In order to format the data in an understandable way, the length of the category string is taken into account when determining tabs.
def print_category_review_count(store_name, category_review_count):
print('='*3, store_name, '='*3)
for (cat, count) in category_review_count.most_common(10):
if len(cat) > 20:
print(cat, ': ', floor(count))
elif len(cat) > 12:
print(cat, ': \t', count)
elif len(cat) > 4:
print(cat, ': \t\t', count)
else:
print(cat, ': \t\t\t', count)
print()
print_category_review_count('iOS', ios_category_review_count)
print_category_review_count('Android', and_category_review_count)
=== iOS === Games : 40574984 Social Networking : 4609449 Music : 3783551 Entertainment : 3563035 Photo & Video : 2389089 Shopping : 2260151 Sports : 1587614 Health & Fitness : 1514371 Utilities : 1513363 Weather : 1463837 === Android === GAME : 587120874 COMMUNICATION : 285739629 TOOLS : 229299627 SOCIAL : 227936113 FAMILY : 189627665 PHOTOGRAPHY : 105465239 VIDEO_PLAYERS : 67630663 PRODUCTIVITY : 55418917 PERSONALIZATION : 53249961 SHOPPING : 44553582
According to our analysis of both install base and prevelance of each category of apps, games comes out on top every time.

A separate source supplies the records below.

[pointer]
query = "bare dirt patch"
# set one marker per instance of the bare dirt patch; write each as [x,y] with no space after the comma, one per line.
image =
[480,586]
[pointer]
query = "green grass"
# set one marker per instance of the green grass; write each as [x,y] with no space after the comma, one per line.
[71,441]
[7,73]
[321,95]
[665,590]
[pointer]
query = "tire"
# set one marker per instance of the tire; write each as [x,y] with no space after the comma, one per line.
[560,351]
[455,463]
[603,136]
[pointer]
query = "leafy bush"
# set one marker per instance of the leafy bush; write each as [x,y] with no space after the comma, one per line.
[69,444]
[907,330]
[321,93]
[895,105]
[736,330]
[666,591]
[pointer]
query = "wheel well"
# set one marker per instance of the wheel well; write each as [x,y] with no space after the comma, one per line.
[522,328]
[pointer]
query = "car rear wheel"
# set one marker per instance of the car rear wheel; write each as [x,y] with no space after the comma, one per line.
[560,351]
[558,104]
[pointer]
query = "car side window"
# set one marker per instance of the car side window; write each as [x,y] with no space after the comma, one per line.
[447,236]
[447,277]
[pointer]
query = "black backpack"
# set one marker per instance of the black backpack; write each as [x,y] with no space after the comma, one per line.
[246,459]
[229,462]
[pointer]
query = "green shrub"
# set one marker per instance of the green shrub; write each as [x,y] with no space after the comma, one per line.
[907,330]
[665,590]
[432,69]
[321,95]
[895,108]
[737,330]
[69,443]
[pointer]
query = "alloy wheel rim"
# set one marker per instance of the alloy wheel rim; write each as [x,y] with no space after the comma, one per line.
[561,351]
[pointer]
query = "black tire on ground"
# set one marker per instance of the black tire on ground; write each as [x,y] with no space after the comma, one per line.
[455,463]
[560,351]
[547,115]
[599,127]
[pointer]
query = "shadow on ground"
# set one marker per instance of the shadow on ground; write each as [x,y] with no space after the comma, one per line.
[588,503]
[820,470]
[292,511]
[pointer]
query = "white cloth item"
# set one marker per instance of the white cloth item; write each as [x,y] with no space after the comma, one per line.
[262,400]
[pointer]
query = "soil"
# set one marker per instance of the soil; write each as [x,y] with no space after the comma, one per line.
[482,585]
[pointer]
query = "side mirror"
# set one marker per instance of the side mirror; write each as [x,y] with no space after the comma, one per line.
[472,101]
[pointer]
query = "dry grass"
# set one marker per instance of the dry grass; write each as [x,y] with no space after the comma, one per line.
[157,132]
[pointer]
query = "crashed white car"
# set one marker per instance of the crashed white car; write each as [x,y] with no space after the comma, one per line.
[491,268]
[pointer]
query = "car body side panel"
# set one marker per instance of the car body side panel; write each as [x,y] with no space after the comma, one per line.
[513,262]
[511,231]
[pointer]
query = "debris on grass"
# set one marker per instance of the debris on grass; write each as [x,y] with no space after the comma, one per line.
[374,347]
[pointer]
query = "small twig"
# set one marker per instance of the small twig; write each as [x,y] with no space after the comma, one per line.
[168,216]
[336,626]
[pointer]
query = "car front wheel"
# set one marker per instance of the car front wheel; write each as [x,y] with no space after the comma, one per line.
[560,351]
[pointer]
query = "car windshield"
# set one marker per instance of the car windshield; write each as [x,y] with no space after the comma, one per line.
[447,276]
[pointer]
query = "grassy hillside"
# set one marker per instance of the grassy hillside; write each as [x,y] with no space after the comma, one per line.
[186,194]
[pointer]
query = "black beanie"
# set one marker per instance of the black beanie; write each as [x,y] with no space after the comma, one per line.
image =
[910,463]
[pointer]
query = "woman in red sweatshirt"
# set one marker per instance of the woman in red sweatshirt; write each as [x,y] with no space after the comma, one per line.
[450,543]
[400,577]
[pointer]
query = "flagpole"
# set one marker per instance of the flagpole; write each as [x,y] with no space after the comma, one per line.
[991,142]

This might indicate creating a game for these platforms could be a good choice. It could also indicate the gaming app market is oversaturated, causing our game to be lost in the abundance.
Social networking is also pretty popular, but might be more difficult to break into because social media users are set in their ways and the major companies are established and have a loyal user base.
A good safe bet appears to be photo & video apps. They are reasonably popular on both platforms, but not to the point that they are too common.